The infamous Rolling Stone article highlighting the alleged gang rape on the University of Virginia campus had been released around the time Magnolia started exploring these controversial topics, but she wasn’t worried about any negative feedback with her projects. She believed that sexual assault and violence continues to be a major issue, which is why she was confident people would rally behind her and her project. And rally they did.
Her Instagram collection contains some of her most prolific work, including a piece she did outside of Crisis Pregnancy Center in Milwaukee. This center, which claims it offers medical advice and services for expecting mothers, is actually backed by Christian groups that masquerades as an abortion clinic only to condemn women who wish to make that choice.

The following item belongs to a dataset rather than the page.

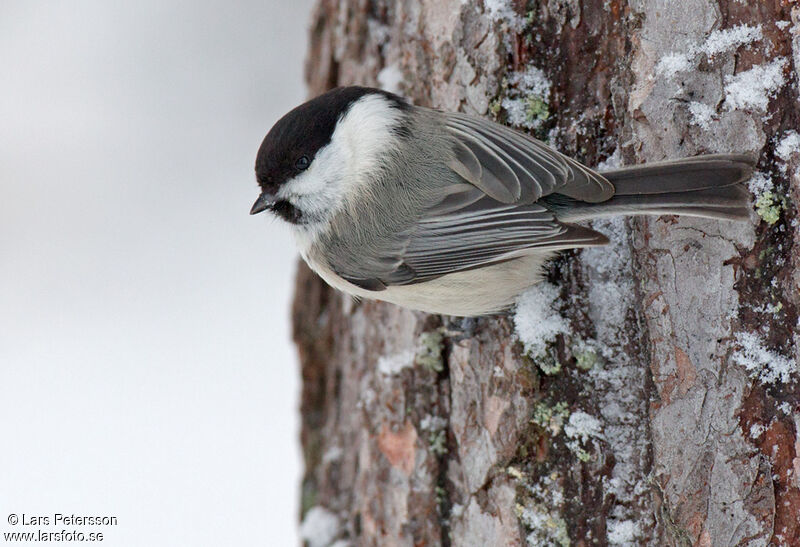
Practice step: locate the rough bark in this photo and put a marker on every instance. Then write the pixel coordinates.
(418, 430)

She decided to do a mud stencil that said “Keep your rosaries off my ovaries,” with a rosary in the shape of ovaries. “When I do overt political texts like that, I’ll get more push back. More people want to know if I have permission.” Sure enough, the stencil was removed the following morning.
After multiple installations in Charlottesville, Magnolia wanted to bring a similar theme to Richmond and the survivors of the area. Magnolia wants “No More Violence” to be as collaborative as possible so She is asking for people to bring ideas or stencils of meaningful symbols that combat domestic and sexual violence and assault.
“It can mean whatever it means to that person.” Magnolia hopes to leave parts of these installations around Richmond for the general public to look at. She will also be encouraging people who come into the gallery to “write their own poems, stories, comments, words of encouragement, whatever, also directly next to the artwork next to the mud stencils.”
The workshop is free and open to the public, centering survivors and inviting participants to create artworks in all mediums. Along with mud stenciling and screen printing, Magnolia is collaborating with Dr. Sarmistha Talukdar, “a photographer, experimental musician, and Postdoctoral Scientist in the Department of Human and Molecular Genetics at Virginia Commonwealth University. Also as part of the exhibit, Talkudar will display “Take Your Power Back: Therapy Through Photography,” a series of double exposure photography aiming to highlight and empower survivors through powerful symbolic representation of indomitable strength, healing, self-care and inspirations for others.” The program is as follows:
Saturday, May 20, 2017, 2-5 pm at Gallery 5
Art in Response to Violence – An art therapy workshop creating art as a response to the community about interpersonal violence will be led by Carol Olson, a local art therapist and anti-violence activist. Supplies will be provided, but participants can bring their own as well.
Friday, May 26, 2017 3-5 pm at Studio Two Three
Screen Printing Against Sexual Violence – A screen printing workshop open to beginners and experienced printers. Participants are encouraged to bring a design combating sexual violence and screen print it. The image should be no larger than 8×10″ and can be brought on USB drive as a jpg or PDF or printed on transparency film. The prints will be sold during the exhibit and all proceeds will be donated to the James House.”
Malena Magnolia hopes that her art therapy workshops will not only be a collaborative art experience for people in Richmond, but also a way for domestic and sexual assault survivors to tell their story and bring the conversation into a public atmosphere.